Despite its clear advantages when it comes to securing private keys, MPC has some disadvantages that are worth noting:

Accountability

The introduction of MPC-based wallets raises a serious accountability issue. It is always obvious whose private keys are being used to sign a transaction with non-MPC wallets, making it quite simple to identify the signers of a signed transaction. With MPC-based signatures, however, any combination of the shares always produces the same signature making it impossible to discern which of the shares are used in signing the transaction.

Not sufficiently tested and reviewed

It is noticed that several MPC implementations used today are proprietary and did not undergo sufficient public review or scrutiny with several cryptographic algorithms used in such implementations are never mathematically proven to work. In addition, the vendors of MPC tend to restrict access to their implementation details and the source code with several patent applications already filed making it hard to verify the security or predict the licensing cost.

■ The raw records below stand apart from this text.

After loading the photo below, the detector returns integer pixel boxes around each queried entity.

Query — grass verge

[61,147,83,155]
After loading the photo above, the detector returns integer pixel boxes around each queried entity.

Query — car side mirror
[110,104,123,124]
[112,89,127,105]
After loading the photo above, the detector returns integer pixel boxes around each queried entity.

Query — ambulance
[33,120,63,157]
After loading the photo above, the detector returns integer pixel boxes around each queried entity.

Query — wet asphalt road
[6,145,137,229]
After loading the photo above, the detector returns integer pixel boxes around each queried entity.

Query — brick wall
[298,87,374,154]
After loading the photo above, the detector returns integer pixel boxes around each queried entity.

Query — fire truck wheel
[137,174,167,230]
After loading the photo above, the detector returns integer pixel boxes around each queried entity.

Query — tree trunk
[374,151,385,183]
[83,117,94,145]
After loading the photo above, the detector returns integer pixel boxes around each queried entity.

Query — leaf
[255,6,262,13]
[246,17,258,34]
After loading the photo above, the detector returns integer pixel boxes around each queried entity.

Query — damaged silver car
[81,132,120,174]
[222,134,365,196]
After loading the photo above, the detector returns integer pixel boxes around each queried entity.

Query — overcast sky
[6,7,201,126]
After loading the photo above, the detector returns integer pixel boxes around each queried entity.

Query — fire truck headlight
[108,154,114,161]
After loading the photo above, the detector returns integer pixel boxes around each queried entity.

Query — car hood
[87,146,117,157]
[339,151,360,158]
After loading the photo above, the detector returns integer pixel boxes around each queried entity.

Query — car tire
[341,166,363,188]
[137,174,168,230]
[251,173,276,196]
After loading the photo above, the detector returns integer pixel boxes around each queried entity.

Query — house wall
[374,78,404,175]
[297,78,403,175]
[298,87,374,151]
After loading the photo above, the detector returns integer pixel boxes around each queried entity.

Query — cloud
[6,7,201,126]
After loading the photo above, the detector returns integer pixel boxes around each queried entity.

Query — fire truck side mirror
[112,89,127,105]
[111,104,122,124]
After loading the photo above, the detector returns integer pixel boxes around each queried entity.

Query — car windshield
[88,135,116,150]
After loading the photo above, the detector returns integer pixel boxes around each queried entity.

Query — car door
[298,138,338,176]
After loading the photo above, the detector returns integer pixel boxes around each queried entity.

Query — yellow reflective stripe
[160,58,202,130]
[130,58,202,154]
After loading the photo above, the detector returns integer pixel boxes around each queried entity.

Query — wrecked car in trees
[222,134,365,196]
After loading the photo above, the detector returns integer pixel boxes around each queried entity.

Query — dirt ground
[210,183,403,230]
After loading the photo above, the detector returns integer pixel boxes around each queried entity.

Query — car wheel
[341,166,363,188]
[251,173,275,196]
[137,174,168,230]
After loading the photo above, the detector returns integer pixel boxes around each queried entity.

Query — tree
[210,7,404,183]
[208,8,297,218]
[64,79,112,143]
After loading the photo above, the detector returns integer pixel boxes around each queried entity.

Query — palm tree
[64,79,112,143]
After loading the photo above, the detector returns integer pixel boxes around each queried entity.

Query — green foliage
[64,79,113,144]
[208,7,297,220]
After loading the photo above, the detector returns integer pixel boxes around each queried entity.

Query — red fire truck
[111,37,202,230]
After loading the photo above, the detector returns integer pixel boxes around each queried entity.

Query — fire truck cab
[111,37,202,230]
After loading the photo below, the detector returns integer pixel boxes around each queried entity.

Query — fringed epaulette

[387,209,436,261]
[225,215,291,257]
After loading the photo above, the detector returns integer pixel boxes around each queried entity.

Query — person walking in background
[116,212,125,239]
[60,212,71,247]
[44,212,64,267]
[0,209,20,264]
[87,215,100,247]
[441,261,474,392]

High computational and communication costs

It is well-known that MPC-based techniques require high computation resources as they rely on complex mathematical operations to achieve a high degree of security including homomorphic encryption and zero-knowledge proofs, a fact that would evidently decrease the performance of MPC protocols. This is further worsened by the need for several rounds of communication among the participating parties to create a signature.

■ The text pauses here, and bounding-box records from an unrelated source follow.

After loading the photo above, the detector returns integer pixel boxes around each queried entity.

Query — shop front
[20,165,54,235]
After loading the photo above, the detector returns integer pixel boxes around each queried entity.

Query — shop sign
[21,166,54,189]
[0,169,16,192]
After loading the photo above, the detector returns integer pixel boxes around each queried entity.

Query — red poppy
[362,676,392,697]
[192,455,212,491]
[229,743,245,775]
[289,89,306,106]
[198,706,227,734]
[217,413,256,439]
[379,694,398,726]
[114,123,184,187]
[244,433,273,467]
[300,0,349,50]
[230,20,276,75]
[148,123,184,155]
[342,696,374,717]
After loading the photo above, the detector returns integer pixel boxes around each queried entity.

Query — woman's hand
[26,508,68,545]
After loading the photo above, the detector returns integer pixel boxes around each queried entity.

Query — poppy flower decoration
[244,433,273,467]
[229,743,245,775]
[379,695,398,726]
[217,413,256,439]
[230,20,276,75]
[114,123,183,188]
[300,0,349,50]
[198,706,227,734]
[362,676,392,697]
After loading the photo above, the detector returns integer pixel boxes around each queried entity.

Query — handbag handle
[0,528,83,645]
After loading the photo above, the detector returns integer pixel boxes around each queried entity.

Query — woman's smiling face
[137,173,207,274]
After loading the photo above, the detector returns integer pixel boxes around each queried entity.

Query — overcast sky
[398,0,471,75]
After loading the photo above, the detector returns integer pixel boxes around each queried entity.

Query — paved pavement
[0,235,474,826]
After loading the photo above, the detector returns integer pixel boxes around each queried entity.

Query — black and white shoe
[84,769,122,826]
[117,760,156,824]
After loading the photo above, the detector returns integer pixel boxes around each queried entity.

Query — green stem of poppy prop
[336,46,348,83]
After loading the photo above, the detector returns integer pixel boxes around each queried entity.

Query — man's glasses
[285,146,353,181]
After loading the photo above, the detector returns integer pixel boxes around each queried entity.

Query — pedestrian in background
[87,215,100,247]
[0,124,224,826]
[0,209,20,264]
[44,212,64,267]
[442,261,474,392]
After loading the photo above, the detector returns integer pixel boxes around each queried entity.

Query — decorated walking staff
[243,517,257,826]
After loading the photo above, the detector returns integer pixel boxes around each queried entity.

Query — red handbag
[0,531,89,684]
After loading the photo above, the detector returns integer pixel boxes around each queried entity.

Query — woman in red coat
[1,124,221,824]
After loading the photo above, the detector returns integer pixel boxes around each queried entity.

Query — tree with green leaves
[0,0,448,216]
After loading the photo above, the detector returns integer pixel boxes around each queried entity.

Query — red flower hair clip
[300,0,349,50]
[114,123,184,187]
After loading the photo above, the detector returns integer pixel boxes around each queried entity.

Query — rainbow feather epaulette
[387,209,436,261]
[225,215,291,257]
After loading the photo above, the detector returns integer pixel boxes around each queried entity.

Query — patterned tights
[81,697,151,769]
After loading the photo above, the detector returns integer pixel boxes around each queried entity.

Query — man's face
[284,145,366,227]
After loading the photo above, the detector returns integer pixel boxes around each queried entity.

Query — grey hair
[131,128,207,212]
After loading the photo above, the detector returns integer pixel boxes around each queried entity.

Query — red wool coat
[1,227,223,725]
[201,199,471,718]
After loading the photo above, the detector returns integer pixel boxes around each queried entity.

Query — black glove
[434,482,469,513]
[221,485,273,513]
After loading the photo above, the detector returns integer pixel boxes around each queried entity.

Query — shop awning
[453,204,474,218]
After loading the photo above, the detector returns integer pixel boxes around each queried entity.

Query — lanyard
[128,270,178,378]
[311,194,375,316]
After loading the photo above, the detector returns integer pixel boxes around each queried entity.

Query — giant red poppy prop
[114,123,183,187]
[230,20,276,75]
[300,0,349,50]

Insufficient decentralization

Multi-Party Computation (MPC) networks often face challenges in achieving sufficient decentralization due to their inherent structural and operational requirements. The primary issue lies in the distribution of computational tasks and decision-making authority among participants. In MPC, while the computation is distributed, it often requires a certain degree of coordination and trust among a limited number of nodes or parties. This can lead to a concentration of control in the hands of a few, rather than a truly decentralized system where power and responsibility are widely dispersed. Additionally, the technical complexity and resource demands of MPC can limit the number of participants able to effectively engage in the network, further centralizing control. As such, despite the distributed nature of computations in MPC, these networks can struggle to attain the level of decentralization seen in other blockchain or distributed ledger technologies, where a larger and more diverse group of participants contributes to the network's operations.

Operational hazard

Because of insufficient decentralization, MPC networks are currently controlled by a few parties that are susceptible to data corruption, network outages, hacks and even permanent decomissioning.

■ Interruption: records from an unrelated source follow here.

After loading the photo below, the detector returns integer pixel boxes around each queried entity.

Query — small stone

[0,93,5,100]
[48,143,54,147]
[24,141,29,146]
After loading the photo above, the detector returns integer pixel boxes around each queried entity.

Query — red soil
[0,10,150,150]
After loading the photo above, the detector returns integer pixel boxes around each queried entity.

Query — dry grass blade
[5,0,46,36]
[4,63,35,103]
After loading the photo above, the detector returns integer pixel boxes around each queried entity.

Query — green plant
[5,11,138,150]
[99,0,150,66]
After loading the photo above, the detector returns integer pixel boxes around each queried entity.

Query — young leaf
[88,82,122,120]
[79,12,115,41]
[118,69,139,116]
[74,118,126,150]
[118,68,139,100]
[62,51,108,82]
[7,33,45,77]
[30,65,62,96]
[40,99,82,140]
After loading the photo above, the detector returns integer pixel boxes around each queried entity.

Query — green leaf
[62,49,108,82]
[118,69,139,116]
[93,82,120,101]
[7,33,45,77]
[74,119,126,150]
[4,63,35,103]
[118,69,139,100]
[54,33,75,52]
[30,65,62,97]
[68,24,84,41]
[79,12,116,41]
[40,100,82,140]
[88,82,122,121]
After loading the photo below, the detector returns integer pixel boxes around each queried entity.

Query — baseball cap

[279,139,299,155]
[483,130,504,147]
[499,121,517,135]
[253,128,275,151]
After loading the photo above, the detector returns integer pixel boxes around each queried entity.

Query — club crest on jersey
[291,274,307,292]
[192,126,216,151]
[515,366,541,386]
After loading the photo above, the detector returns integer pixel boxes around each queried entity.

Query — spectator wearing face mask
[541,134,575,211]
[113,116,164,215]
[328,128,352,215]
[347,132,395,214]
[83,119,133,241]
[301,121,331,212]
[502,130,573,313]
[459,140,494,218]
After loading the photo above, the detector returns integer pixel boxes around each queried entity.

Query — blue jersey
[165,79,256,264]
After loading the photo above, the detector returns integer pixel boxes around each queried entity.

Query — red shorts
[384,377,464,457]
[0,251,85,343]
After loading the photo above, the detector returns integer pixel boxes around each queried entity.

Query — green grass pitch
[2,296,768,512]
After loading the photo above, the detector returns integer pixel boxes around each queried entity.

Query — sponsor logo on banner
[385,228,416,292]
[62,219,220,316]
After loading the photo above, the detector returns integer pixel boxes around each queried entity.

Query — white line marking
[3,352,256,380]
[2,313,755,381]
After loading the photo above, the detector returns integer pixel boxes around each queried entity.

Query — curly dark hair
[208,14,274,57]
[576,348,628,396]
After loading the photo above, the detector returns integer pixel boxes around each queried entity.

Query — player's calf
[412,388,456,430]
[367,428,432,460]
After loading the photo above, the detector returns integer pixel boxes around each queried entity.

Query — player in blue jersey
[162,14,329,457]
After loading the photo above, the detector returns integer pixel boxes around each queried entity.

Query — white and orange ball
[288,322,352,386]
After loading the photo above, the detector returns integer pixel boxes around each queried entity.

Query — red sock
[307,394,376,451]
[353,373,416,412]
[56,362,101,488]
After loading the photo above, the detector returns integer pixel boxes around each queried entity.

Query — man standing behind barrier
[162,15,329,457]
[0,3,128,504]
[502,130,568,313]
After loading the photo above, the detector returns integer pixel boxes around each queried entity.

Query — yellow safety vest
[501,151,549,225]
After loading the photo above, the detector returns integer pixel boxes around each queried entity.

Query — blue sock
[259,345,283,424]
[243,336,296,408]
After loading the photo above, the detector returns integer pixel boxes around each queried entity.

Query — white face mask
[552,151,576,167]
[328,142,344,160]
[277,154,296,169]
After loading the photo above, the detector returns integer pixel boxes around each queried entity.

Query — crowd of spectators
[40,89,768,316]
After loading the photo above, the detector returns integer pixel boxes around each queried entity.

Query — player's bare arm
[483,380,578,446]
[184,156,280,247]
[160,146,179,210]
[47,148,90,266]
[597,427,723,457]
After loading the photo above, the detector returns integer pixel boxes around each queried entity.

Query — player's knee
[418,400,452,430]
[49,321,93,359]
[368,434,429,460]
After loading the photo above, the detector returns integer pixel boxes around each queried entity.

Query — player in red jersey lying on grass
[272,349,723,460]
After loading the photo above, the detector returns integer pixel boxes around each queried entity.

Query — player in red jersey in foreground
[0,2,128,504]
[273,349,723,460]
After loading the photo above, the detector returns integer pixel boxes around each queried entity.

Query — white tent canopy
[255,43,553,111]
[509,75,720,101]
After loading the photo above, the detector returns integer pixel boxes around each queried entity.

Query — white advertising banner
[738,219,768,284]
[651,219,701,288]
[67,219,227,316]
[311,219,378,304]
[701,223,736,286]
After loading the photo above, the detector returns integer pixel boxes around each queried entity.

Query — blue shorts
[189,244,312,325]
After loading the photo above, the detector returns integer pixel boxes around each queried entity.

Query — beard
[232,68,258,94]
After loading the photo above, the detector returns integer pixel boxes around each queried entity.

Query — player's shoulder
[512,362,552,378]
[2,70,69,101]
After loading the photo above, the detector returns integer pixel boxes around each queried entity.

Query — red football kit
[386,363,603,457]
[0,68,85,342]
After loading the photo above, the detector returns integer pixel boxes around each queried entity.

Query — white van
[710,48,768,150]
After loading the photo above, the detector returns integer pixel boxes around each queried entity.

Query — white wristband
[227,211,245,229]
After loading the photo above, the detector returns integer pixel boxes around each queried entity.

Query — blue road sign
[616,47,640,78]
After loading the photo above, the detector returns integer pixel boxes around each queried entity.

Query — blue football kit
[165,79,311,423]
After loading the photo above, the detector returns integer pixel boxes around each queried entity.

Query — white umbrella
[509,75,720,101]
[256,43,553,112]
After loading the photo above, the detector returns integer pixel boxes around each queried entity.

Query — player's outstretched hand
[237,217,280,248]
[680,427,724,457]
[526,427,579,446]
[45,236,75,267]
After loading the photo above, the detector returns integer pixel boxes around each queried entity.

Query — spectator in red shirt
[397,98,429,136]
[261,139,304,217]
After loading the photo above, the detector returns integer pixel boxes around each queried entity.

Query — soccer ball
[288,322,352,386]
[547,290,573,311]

Whether you lose access to your account if the MPC network goes offline depends on the specific design and implementation of the network. The operational hazard is not in your control, but in the hands of the few network operations. In the rare case where the MPC network goes offline permanently without any backup or recovery mechanisms, there could be a risk of losing access to your account indefinitely. This would occur if the shares of the key held by the offline parts of the network are essential for its reconstruction and cannot be retrieved or substituted.

Even if the operators do their best in managing the network, your account is still dependent on the network to be in good shape.

Conclusion

A well-designed MPC network would typically have measures in place to prevent the permanent loss of accounts even if parts of the network go offline. However, the exact risk would depend on the specifics of the network's architecture, the robustness of its contingency planning and the expertize and its operators.

Choose your network with care, conducting thorough research and maintaining a healthy skepticism about entrusting your funds to other. Given that this technology is relatively new and has yet to attain significant decentralization and rigorous testing, it's advisable to approach it cautiously.